Demand for low-carbon products in the field of aluminum materials is growing among companies in Asia, Europe and the U.S. In response, Rusal has set a goal of reducing its greenhouse gas emissions by at least 35% from 2018 levels by 2030, and making its operations carbon neutral by 2050.
With decarbonization becoming an increasingly urgent issue, Rusal expects to develop more business in Asia by promoting its low-carbon aluminum products. In February it inked deals to supply low-carbon aluminum to Japanese and Taiwanese companies.
Rusal will become a "preferred supplier" to Japan's Kosei Aluminum, which makes aluminum wheels and other auto parts. That means Kosei will give Rusal priority when choosing suppliers of low-carbon, high-quality aluminum.
The Russian company has also formed a partnership with Taiwan Hodaka to provide it with low-carbon aluminum.

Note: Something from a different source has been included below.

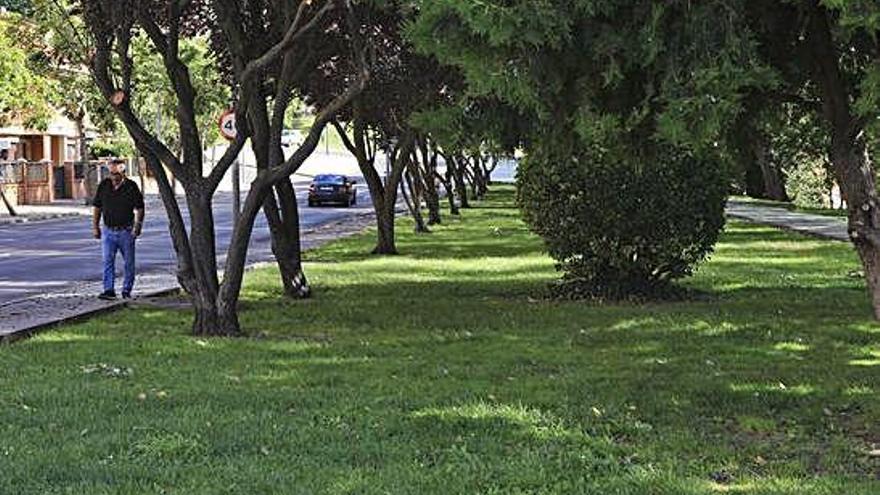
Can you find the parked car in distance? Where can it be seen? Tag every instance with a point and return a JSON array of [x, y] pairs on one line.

In addition to cooperating in the production of new low-carbon products, Rusal will be able to evaluate and track the energy source of the aluminum used in Hodaka's bicycles, cars, household appliances and other products. The products "will meet the needs of end users, who are becoming more conscious about environmental protection," Rusal says.
Rusal accounts for 20% to 25% of Japan's aluminum imports, according to Andryushin, and the company wants to raise that share to 35%. The Japanese government hopes to achieve carbon neutrality by 2050, and demand for low-carbon aluminum from Japanese companies is expected to grow.
Andryushin also noted the aluminum market in China will grow rapidly, and Rusal wants to increase its share of the Chinese market from 10% at present. The company is also optimistic about other Asian markets, including Malaysia, Vietnam and Thailand.
Rusal will soon have its new main plant in Tayshet, in eastern Siberia, up and running. The facility will have a capacity of 430,000 tons of aluminum per year. "The geographic proximity to Asia will enable us to quickly and efficiently supply aluminum products to the largest and most promising markets," the company says.